All the children were split up and placed with whānau and in various foster homes around Auckland as well as up north. A couple of the children experienced more abuse in these settings, and overwhelmingly, the experience was one of instability with short-term placements that saw them being moved from home to home over a period of about four years.
Slowly the children were reunited and returned to the care of their parents. But sadly it didn’t take long for their parents to return to their old habits. The children remained silent out of fear of going through the same ordeal again. Recently, CYF was notified, but this time the 19 and 21-year-old sisters made the courageous decision to put their own lives on hold to care for their seven siblings. I was floored.
In discussing this tragic story, my husband and I were reminded that this is an all too common reality. It is well known that there is a shortage of foster caregivers in New Zealand. We all know that the resources of our childcare system are stretched to breaking point, and that New Zealand has a disturbing rate of family violence.
By the time we reached the Bombay Hills, we had decided to stop making it everyone else’s problem – and to stick up our hands and do something. I had always thought I would become a foster caregiver at some point in my life – but not now. My husband and I are in our early 30s, we have only been married for a couple of years and we have our own little one on the way (our first child).
I had imagined opening our home to foster children later in life, after having a few kids of our own, and some parenting experience under our belts. I thought I would wait until a time when I no longer had a busy social life and needed to find something to fill up my evenings and weekends. (Don’t let my parents hear me say that). But with such great need before our eyes, we quickly ran out of excuses.
So we started the journey to becoming foster caregivers. We signed up with Iosis – a charity situated in Manurewa that provides training and support to foster caregivers. We completed the training, one night a week for four weeks, opening our eyes to the challenge that we were in for.
A pretty intensive process of interviews followed. We quickly realised that our home required some serious child-proofing. Who knew the mischief that two year olds can get up to? (I’m sure many of you know). Our list of possible hazards included second-story windows without safety latches, cleaning equipment stored within reach of inquisitive hands, and water taps with serious burn risk. So we bought the latches, answered the questions and were deemed fit to be caregivers.
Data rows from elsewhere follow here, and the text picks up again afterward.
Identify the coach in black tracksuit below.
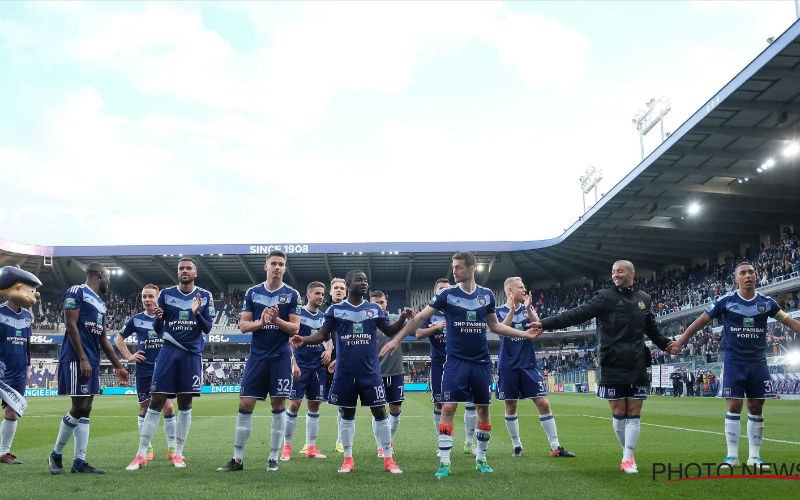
[534,260,670,473]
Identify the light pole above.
[578,166,603,213]
[631,97,672,160]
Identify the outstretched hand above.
[378,341,399,358]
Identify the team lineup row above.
[0,251,800,478]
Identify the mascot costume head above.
[0,266,42,416]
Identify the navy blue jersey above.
[294,307,325,371]
[158,286,216,354]
[242,283,300,359]
[495,305,536,370]
[420,312,447,363]
[0,303,33,380]
[323,300,389,379]
[429,285,494,363]
[58,284,106,366]
[119,312,164,377]
[706,291,781,362]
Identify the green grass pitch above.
[0,394,800,500]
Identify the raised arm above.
[289,325,332,349]
[533,293,605,330]
[670,312,711,354]
[378,306,436,357]
[486,311,541,340]
[377,307,414,337]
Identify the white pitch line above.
[581,415,800,445]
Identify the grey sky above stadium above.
[0,1,795,245]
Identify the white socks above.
[372,418,392,458]
[506,414,522,448]
[747,415,764,457]
[464,404,478,444]
[269,410,286,460]
[475,424,492,460]
[339,418,356,458]
[136,408,161,457]
[389,412,400,440]
[622,415,642,461]
[306,412,319,446]
[539,413,561,451]
[175,408,192,457]
[725,412,742,458]
[0,418,17,455]
[612,415,626,448]
[75,418,89,461]
[164,415,178,450]
[233,410,253,461]
[53,412,80,455]
[283,410,297,445]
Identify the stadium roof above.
[0,22,800,289]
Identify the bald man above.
[532,260,672,474]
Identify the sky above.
[0,1,796,245]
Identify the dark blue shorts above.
[289,365,328,401]
[136,372,153,403]
[328,375,386,408]
[597,384,650,401]
[2,378,28,408]
[497,368,547,400]
[239,354,292,399]
[719,361,775,399]
[442,357,492,406]
[383,373,406,403]
[150,344,203,397]
[58,361,100,396]
[431,360,444,404]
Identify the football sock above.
[0,418,17,455]
[306,412,319,446]
[74,418,89,461]
[53,412,80,455]
[233,410,253,461]
[539,413,561,450]
[747,415,764,457]
[283,410,297,444]
[725,412,742,457]
[622,415,642,461]
[506,414,522,448]
[269,410,286,460]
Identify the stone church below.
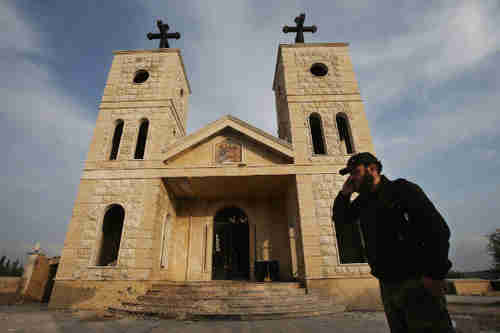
[51,16,380,316]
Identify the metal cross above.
[283,13,318,43]
[147,20,181,48]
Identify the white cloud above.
[376,93,500,168]
[0,1,43,54]
[354,1,500,104]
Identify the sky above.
[0,0,500,270]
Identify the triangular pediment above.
[164,116,294,166]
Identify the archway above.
[212,207,250,280]
[97,204,125,266]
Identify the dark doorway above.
[42,264,59,303]
[97,204,125,266]
[212,207,250,280]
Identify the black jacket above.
[333,175,451,282]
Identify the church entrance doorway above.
[212,207,250,280]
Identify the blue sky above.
[0,0,500,270]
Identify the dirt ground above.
[0,304,500,333]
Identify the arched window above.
[134,119,149,160]
[336,114,354,154]
[97,204,125,266]
[335,220,367,264]
[160,213,172,269]
[109,119,123,160]
[309,113,326,154]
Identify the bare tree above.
[488,229,500,272]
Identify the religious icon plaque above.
[215,140,241,163]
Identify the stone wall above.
[281,43,359,95]
[56,179,161,280]
[49,280,152,310]
[86,49,190,168]
[0,277,22,305]
[22,254,50,302]
[312,174,371,278]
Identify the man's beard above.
[359,173,375,193]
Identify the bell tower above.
[273,14,374,164]
[86,21,191,168]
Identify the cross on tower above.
[283,13,318,43]
[147,20,181,48]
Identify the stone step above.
[110,281,345,319]
[151,281,303,290]
[122,301,342,313]
[137,295,332,305]
[146,288,306,297]
[109,304,346,320]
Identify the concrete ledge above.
[306,277,384,311]
[447,279,493,296]
[49,280,153,310]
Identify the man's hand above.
[341,176,354,196]
[422,276,446,297]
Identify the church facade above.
[51,35,380,308]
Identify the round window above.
[134,69,149,83]
[311,62,328,76]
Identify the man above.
[333,152,455,333]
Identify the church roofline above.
[164,115,295,163]
[113,48,192,94]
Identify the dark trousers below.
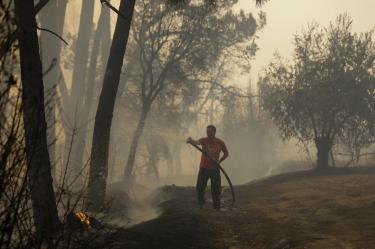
[197,168,221,209]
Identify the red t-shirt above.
[198,137,228,169]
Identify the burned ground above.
[91,168,375,249]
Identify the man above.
[187,125,228,210]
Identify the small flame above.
[75,212,90,227]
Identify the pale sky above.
[239,0,375,85]
[65,0,375,86]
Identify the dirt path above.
[100,170,375,249]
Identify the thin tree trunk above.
[87,0,135,211]
[66,0,95,181]
[173,141,182,176]
[315,138,332,171]
[124,106,150,182]
[75,8,108,171]
[14,0,59,239]
[40,0,68,179]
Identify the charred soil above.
[100,168,375,249]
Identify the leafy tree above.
[260,15,375,169]
[124,1,264,182]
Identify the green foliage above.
[260,15,375,151]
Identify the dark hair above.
[207,125,216,133]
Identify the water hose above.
[187,142,236,206]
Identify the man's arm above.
[186,137,201,145]
[219,142,229,164]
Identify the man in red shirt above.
[187,125,228,210]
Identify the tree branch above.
[34,0,49,15]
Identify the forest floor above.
[89,168,375,249]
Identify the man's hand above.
[186,137,193,144]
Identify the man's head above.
[206,125,216,138]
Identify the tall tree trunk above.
[124,105,150,182]
[87,0,135,211]
[74,8,109,173]
[66,1,95,181]
[315,137,332,171]
[173,141,182,176]
[14,0,59,239]
[40,0,68,175]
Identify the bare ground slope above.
[103,168,375,249]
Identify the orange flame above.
[75,212,90,228]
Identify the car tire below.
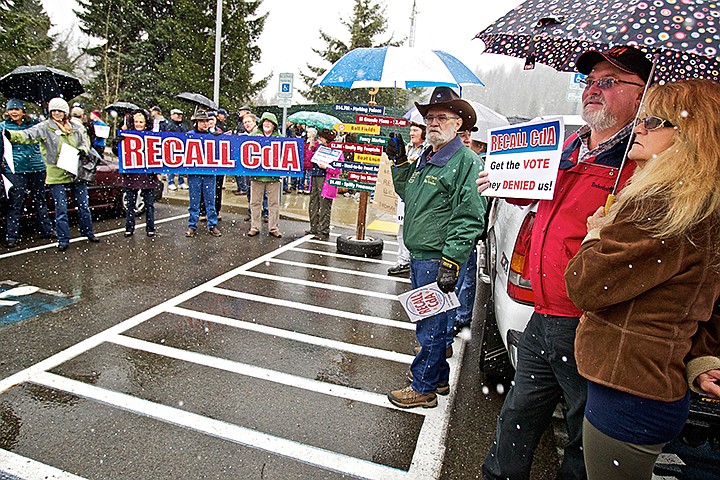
[337,235,383,257]
[120,192,145,217]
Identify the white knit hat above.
[48,97,70,115]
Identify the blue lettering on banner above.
[118,130,305,177]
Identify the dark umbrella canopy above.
[0,65,85,105]
[476,0,720,81]
[177,92,218,110]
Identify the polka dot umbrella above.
[475,0,720,83]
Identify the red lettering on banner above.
[163,137,185,167]
[145,137,162,168]
[280,142,302,172]
[205,140,219,167]
[240,141,262,169]
[123,135,145,168]
[185,138,205,167]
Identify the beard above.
[580,97,617,131]
[425,130,456,148]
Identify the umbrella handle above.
[605,193,615,215]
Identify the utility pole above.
[408,0,417,47]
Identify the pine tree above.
[0,0,55,75]
[300,0,408,106]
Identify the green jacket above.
[392,137,487,264]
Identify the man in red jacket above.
[478,46,651,480]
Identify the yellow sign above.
[333,123,380,135]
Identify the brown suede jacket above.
[565,204,720,402]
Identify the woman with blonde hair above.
[5,97,100,252]
[565,80,720,480]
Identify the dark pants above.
[125,188,155,232]
[4,171,53,241]
[308,175,332,237]
[482,313,587,480]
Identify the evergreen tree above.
[0,0,55,75]
[300,0,408,106]
[78,0,269,109]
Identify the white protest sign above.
[311,145,343,168]
[483,117,565,200]
[57,143,80,176]
[398,282,460,322]
[2,129,15,173]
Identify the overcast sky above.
[42,0,522,100]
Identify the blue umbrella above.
[313,47,484,89]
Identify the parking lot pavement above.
[0,227,464,479]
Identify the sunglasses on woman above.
[637,115,675,131]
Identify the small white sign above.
[398,282,460,322]
[311,145,343,168]
[57,143,80,176]
[482,117,565,200]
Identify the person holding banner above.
[120,109,158,237]
[248,112,282,238]
[477,46,652,480]
[185,109,222,237]
[0,98,55,248]
[5,97,100,252]
[565,79,720,480]
[386,87,486,408]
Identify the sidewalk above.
[160,177,398,235]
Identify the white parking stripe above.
[292,248,395,265]
[0,448,83,480]
[208,287,415,331]
[0,213,188,260]
[33,373,410,480]
[167,307,415,365]
[270,258,410,283]
[240,270,397,301]
[109,335,420,415]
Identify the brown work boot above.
[388,385,437,408]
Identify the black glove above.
[385,133,407,165]
[436,257,460,293]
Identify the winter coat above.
[565,202,720,402]
[392,136,487,264]
[509,133,635,317]
[0,117,45,173]
[10,119,90,185]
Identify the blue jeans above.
[410,258,450,393]
[188,175,217,230]
[125,188,155,232]
[50,182,95,245]
[482,313,587,480]
[168,173,183,186]
[4,171,53,241]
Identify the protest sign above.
[118,131,304,177]
[483,117,565,200]
[398,282,460,322]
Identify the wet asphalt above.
[0,203,558,480]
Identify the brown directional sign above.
[355,113,410,127]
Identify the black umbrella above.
[105,102,140,115]
[0,65,85,105]
[177,92,218,110]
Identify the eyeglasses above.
[637,115,675,132]
[579,77,645,90]
[425,115,460,125]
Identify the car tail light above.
[508,212,535,305]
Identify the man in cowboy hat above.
[185,108,222,237]
[387,87,486,408]
[478,46,651,480]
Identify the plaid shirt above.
[578,122,635,162]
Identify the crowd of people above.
[3,42,720,480]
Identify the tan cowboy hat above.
[415,87,477,130]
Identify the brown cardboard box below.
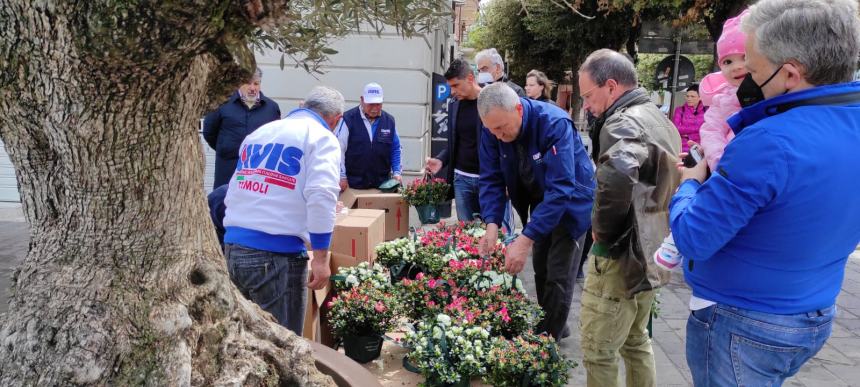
[337,188,382,208]
[331,213,385,263]
[302,255,332,343]
[357,193,409,241]
[302,292,320,343]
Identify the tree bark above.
[0,0,331,386]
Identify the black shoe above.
[561,325,570,339]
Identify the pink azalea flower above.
[373,301,386,313]
[499,306,511,322]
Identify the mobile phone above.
[684,145,702,168]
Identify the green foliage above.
[328,282,402,337]
[484,333,576,387]
[400,178,451,207]
[251,0,450,71]
[467,0,632,90]
[636,54,714,90]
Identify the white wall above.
[252,32,447,179]
[0,29,451,202]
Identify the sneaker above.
[654,234,684,270]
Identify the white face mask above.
[476,73,496,84]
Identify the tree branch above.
[549,0,595,20]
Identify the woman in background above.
[672,85,708,152]
[526,70,554,103]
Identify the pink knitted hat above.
[717,10,749,63]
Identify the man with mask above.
[475,48,526,98]
[203,69,281,188]
[336,83,401,190]
[669,0,860,386]
[224,86,343,336]
[478,83,594,340]
[579,49,681,387]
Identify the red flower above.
[373,301,387,313]
[499,306,511,322]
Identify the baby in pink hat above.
[699,11,748,171]
[654,11,748,270]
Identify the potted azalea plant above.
[331,262,391,292]
[376,238,423,283]
[400,178,451,224]
[406,314,491,386]
[328,281,401,363]
[484,333,576,387]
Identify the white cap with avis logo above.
[361,83,382,103]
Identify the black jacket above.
[436,100,483,199]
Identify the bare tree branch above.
[549,0,595,20]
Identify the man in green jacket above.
[579,49,681,387]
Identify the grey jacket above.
[592,89,681,297]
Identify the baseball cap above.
[361,83,382,103]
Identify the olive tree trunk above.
[0,0,331,386]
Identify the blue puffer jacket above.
[203,91,281,187]
[670,82,860,314]
[478,98,595,240]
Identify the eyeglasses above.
[579,85,600,99]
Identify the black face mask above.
[737,65,782,107]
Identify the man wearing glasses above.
[579,49,681,386]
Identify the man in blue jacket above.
[478,83,595,340]
[670,0,860,386]
[335,83,401,190]
[203,69,281,187]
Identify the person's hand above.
[505,235,534,274]
[424,157,442,175]
[478,223,499,256]
[308,250,331,290]
[678,141,708,183]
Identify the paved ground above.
[0,203,860,387]
[520,250,860,387]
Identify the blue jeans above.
[224,244,308,336]
[687,304,836,387]
[454,172,514,235]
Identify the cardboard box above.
[302,292,321,343]
[337,188,382,208]
[302,251,332,343]
[357,193,409,241]
[331,213,385,263]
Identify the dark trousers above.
[225,244,308,336]
[532,226,585,340]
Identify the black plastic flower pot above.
[343,335,382,364]
[444,376,472,387]
[415,204,439,224]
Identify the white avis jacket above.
[224,109,341,253]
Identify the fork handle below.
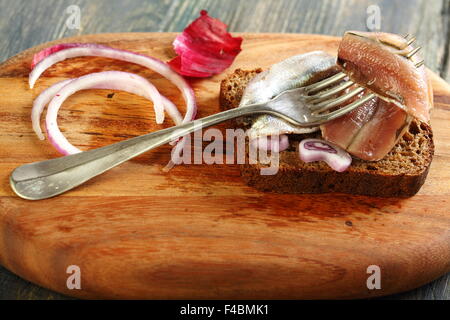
[10,105,270,200]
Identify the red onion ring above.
[29,43,197,122]
[299,139,352,172]
[31,76,174,140]
[44,71,181,155]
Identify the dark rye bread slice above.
[220,69,434,197]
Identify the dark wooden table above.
[0,0,450,300]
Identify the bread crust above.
[219,69,434,197]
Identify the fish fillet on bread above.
[220,32,434,197]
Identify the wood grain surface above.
[0,0,450,299]
[0,33,450,299]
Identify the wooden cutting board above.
[0,33,450,299]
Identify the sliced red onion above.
[29,43,197,125]
[31,75,168,140]
[250,134,289,152]
[169,10,242,77]
[31,79,72,140]
[299,139,352,172]
[46,71,177,154]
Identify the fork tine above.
[311,87,365,114]
[415,60,425,68]
[407,37,416,46]
[306,80,354,103]
[316,93,375,123]
[304,72,347,94]
[405,47,422,59]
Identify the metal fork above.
[10,35,422,200]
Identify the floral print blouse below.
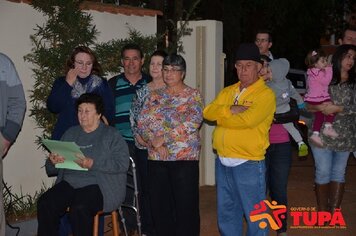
[137,86,203,161]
Phew.
Given that we did not want to jump into the deep end and find ourselves in over our heads, we decided to sign up as respite caregivers rather than full-time caregivers. Respite care ranges from emergency short-term placements – anything from a night to a few weeks – to providing a regular break for full-time caregivers who might need some time for their own families, or to simply get some much-needed rest. The real hope is that by offering some respite, we can help to stabilise full-time placements and keep kids in a safe environment for as long as possible.
And then the fun really began. Within two weeks of getting signed up, we received requests for emergency care and then got to meet our first foster children. After a couple of meetings, to both the relief of the full-time caregiver and ourselves, the children liked us and were excited about coming over for their first weekend.
We now look after three siblings who come into our care every third weekend. What fun we have had! There were gleeful shrieks of delight when we went rock climbing, and I was proud as punch watching them doing somersaults at the trampoline park.
But the moments we have treasured the most have been the little day-to-day things – the massive ‘hello’ hugs, playing music and dancing in our kitchen. We have baked lots of cookies together, gone for walks and spent hours playing cards and Guess Who on our lounge floor.
I’ve been forced to ask questions I never thought I would have to ask at this stage in my life. (We seem to have skipped the baby stage, and have arrived in the world of the middle years and tweens). Am I okay with a nine year old wearing fake nails? What do I think about insisting that a six year old eat his broccoli when he swears it will be the end of him? How do I really feel about a child knowing all the words to Mighty Mike’s Hit That Bit for the Gram?
As much as I want everyone to sign up to be foster caregivers, because there is so much need, it would be unfair of me to tell you just one side of the story. Parts of this journey have been the kind of tough I expected. I suffer from FOMO (the fear of missing out) and having to say, “No” to hanging out with friends because we have a 7.30pm curfew is never easy. But other parts of this journey have been the kind of tough that you can never really prepare for.
We quickly realised that the more we open our hearts up to these children, the more we open ourselves up to getting hurt. We love them so much already and when I hear snippets of what they have been through in their short little lives, it crushes me. The reality of their history, their complex present and their uncertain future, hurts.
We ask ourselves what impact we can really make having them one weekend in every three. And recently we have been made to face a bigger question – one that we are in the midst of wrestling through. We need to decide whether we’ll consider taking one of the children into our full-time care because her placement has recently broken down. How do you even begin to weigh up being ready for that? We could have her for three months, or until she is 18, and the uncertainty is a killer.
We are still in the very early stages of this journey. And to be honest, we feel pretty ill-prepared to deal with some of these challenges. We have days of feeling completely out of our depth, but we know these precious children are totally worth it. We also know that they are going to impact our lives in immeasurable ways.
On reflection, that has probably been the most surprising thing about this whole journey. It is not all about the sacrifices that my husband and I have to make, and what we give to these children. You often hear that foster care is tough, but the other side – the fun, the joy, the privilege – outweighs the challenges. I am amazed by how much they give us and how rewarding these relationships-in-the making really are.